Unusually creative in their application of engineering principles and the laws of physics, these ersatz parts of cutaway motors, fuselages, tanks or wings are fragile because of their delicate use of thin cardboard, balsa, paper and paint. It is as if Weston is a strange intellectual synthesis of Thomas Demand, Peter Trevelyan and Chris Burdon. A confederacy of things…(a reference to John Kennedy O’Toole’s A Confederacy of Dunces perhaps) has no suspension bridge type wires holding up complex configurations like with earlier works, for the sculptures here are quite different.

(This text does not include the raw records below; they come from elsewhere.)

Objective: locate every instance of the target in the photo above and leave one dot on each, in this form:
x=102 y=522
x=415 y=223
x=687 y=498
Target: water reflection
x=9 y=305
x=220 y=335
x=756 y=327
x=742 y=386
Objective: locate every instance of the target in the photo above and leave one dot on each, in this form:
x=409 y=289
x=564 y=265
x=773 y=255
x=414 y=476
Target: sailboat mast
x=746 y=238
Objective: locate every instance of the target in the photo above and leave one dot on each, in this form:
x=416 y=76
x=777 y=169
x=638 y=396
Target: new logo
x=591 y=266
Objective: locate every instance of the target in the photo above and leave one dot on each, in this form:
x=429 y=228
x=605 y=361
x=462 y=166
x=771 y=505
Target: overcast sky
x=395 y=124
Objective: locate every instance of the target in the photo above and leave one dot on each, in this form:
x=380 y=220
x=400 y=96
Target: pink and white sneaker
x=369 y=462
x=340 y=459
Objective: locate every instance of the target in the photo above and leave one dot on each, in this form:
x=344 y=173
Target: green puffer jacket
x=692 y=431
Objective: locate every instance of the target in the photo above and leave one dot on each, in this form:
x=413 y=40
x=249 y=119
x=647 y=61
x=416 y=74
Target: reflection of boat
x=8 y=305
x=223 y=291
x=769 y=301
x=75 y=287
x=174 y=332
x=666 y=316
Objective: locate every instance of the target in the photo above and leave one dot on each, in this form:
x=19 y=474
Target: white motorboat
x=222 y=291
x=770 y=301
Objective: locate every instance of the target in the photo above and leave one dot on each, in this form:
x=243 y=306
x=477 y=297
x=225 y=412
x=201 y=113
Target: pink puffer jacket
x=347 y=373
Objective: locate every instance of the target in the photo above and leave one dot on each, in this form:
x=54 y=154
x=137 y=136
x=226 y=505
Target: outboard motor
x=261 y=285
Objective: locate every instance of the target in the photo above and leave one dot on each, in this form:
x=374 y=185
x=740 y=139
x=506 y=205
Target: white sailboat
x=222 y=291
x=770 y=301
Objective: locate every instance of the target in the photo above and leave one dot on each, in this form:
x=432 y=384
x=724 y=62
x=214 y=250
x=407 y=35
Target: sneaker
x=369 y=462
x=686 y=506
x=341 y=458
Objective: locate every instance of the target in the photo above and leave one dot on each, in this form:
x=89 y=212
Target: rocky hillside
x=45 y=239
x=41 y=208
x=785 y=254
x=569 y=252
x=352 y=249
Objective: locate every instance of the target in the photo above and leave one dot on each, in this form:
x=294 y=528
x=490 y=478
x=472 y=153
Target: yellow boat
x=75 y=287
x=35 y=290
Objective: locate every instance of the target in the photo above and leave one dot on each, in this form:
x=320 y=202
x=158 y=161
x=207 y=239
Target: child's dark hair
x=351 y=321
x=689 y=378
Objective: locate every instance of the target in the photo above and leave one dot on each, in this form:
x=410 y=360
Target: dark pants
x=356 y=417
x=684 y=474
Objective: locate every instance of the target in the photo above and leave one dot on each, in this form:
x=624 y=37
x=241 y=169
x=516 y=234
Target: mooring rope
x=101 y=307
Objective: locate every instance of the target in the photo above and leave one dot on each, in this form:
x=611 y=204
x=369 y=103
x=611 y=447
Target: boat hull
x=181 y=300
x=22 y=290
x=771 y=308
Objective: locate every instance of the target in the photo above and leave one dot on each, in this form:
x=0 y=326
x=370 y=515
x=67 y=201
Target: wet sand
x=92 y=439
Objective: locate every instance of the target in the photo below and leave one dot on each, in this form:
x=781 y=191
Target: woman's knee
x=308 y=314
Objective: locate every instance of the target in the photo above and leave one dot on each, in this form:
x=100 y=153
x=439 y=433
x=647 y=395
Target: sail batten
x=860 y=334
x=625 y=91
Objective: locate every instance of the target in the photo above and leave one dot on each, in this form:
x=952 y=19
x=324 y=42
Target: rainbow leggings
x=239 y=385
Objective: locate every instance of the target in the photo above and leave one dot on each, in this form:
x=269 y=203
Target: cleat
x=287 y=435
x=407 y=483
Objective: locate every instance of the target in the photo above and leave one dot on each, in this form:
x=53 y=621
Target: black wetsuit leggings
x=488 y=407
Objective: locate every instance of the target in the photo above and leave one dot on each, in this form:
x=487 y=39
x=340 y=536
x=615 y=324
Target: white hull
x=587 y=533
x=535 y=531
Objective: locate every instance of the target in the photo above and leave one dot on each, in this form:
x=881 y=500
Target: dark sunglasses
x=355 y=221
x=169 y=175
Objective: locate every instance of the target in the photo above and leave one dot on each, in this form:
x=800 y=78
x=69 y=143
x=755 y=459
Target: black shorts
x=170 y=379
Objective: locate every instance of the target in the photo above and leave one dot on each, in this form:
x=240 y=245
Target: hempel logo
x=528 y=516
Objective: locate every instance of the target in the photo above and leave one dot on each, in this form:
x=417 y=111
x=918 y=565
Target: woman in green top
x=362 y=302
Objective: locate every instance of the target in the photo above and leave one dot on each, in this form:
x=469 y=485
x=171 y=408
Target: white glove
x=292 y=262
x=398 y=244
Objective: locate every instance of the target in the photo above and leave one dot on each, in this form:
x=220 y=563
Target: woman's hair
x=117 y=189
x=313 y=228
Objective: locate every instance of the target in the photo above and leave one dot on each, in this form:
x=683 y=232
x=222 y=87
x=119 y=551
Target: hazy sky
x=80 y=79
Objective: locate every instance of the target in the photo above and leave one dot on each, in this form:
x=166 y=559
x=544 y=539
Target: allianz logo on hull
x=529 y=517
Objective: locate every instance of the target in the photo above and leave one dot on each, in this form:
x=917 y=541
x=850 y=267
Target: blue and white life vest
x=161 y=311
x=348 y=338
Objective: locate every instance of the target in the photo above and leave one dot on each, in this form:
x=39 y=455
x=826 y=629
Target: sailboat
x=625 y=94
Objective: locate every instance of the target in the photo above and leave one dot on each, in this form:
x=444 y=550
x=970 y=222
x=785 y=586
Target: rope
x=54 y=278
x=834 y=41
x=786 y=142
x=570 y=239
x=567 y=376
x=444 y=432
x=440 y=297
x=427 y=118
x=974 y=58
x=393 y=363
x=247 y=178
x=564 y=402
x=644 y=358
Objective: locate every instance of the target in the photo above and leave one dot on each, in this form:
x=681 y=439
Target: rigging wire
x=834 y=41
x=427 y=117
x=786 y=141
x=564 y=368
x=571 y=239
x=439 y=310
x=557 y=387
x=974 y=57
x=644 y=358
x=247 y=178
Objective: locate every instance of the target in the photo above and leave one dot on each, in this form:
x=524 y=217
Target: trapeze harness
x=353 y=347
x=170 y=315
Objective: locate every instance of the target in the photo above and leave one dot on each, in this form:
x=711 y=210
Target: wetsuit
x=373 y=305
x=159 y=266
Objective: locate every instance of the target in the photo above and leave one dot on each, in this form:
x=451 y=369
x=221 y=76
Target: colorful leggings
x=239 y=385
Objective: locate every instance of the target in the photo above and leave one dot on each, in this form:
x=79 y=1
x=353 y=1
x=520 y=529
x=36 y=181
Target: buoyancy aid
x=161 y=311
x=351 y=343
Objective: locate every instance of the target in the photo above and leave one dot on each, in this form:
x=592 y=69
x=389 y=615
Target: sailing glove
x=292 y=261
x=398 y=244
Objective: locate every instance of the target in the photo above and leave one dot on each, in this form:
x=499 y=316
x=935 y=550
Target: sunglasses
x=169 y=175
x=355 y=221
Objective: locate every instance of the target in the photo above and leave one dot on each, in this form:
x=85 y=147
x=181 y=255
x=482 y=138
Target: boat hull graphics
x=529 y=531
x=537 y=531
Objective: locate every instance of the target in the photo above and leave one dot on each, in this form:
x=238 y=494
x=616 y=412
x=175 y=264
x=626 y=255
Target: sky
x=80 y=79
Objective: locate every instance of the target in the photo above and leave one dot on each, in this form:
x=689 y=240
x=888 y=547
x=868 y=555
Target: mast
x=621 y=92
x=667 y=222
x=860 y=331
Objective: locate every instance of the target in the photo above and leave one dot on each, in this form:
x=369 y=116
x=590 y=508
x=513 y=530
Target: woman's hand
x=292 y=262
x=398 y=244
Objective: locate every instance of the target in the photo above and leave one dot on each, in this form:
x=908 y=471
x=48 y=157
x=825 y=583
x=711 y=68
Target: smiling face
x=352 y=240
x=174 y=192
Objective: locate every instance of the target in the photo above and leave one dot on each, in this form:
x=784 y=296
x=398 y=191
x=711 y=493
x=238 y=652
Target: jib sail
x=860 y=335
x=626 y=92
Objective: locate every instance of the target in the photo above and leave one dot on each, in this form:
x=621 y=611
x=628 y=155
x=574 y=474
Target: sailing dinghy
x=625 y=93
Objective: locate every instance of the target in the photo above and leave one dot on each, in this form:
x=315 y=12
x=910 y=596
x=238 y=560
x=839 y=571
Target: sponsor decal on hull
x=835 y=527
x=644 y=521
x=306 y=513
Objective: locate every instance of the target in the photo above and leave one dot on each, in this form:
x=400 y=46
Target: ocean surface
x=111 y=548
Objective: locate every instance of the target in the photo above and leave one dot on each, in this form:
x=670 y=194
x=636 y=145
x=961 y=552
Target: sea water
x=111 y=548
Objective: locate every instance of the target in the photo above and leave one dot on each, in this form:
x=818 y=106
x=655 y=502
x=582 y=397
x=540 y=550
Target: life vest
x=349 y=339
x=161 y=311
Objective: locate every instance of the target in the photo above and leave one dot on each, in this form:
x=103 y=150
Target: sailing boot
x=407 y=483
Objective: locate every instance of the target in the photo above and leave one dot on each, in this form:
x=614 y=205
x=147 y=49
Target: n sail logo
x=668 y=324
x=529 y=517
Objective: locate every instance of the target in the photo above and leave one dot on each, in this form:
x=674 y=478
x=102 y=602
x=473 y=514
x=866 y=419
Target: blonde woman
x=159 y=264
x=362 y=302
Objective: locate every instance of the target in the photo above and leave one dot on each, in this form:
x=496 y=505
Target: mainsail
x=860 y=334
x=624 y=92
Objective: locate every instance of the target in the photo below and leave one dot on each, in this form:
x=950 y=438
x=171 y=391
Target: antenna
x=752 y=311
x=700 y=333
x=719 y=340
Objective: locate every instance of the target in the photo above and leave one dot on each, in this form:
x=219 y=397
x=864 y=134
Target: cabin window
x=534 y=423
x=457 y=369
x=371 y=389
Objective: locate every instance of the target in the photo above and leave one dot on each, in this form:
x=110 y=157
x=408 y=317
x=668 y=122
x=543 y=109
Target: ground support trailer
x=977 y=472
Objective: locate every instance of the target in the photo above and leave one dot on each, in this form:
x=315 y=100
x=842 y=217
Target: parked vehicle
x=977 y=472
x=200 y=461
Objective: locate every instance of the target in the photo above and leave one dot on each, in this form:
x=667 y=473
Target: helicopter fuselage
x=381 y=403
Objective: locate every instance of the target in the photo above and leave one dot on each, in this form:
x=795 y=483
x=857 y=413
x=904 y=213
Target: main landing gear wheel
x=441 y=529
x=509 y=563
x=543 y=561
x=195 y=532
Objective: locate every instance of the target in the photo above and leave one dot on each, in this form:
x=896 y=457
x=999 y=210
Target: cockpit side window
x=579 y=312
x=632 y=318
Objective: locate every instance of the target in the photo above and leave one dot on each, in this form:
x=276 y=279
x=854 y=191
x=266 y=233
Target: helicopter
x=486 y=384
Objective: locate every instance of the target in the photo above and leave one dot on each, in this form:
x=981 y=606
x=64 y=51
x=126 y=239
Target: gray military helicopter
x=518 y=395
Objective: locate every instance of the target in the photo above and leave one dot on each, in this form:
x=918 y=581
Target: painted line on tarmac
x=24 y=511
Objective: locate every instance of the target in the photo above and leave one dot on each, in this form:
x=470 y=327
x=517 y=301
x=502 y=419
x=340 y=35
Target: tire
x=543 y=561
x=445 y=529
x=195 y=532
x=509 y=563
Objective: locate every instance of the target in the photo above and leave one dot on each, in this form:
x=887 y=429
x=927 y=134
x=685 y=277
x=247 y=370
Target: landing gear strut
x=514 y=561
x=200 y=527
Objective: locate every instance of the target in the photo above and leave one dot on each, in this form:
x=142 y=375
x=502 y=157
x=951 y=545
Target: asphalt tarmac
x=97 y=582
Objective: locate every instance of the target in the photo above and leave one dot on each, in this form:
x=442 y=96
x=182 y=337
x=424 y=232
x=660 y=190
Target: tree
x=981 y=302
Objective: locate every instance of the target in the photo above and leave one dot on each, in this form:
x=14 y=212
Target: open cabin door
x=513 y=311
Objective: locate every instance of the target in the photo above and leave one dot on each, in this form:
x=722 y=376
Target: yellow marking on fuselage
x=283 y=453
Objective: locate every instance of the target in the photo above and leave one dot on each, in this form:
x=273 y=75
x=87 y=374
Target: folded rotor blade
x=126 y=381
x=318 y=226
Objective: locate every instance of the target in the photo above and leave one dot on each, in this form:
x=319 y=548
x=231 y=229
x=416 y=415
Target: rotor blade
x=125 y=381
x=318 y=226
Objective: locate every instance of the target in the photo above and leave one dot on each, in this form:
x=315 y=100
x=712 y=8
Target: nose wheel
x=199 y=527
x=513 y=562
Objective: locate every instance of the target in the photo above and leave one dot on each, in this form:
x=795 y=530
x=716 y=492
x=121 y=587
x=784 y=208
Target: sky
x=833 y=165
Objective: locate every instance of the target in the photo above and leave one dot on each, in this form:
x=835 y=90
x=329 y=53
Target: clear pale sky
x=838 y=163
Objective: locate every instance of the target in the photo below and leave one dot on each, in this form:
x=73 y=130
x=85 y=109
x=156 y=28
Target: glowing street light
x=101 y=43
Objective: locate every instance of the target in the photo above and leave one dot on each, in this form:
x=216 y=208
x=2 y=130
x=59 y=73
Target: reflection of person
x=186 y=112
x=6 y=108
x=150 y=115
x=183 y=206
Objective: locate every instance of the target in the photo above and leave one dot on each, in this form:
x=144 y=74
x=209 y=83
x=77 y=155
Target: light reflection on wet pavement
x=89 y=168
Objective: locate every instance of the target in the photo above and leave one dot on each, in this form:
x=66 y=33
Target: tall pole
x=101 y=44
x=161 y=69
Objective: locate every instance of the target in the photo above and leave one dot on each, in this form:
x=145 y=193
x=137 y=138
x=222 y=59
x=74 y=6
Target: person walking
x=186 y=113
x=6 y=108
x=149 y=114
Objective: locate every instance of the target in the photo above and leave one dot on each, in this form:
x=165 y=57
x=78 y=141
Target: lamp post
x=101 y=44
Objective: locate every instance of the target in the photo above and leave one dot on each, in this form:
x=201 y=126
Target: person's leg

Even though a lot of these works focus on the outer shell of large aircraft parts and are positioned peripherally on walls, spatially Weston really activates the Godkin living area with his characteristic outward projecting, vertical fins and hollow balsa horizontal beams. He accentuates an invading linear vector which while parallel to the walls, implies a penetration of the centre of the domestic space, an aggressive intrusion of the volumetric allocated to the gallery visitor.
This show is fascinatingly varied, often emulating riveted panels that go on the outside of fuselages, wing-flap cross-sections, or tail rudders. You move around its unusual forms and can look through underneath, often seeing daubed on pale green paintwork serving as underpaint, literally, and implying a variety of strangely internal, unseen, streaky camouflage. Unusual puns about functionality occur, such as confusing metal plates with shields, scales or tiles. Or rivetted wing fins with inlaid piano lids.
The fact that these are bits of planes suggests the presence of some terrible tragedy where the remnants have finally been located. Weston‘s preoccupation seems to also be a metaphor for the flight of the imagination, the state of reverie artists need to pump up the energy that brings their projects to fruition; the journey in the mind that coaxes along the public profile and if lucky, the art career. With this display of seven wall sculptures, he has given Godkin the best show she’s had so far in her York St gallery/apartment. It is a fantastic presentation deserving of much wider appreciation.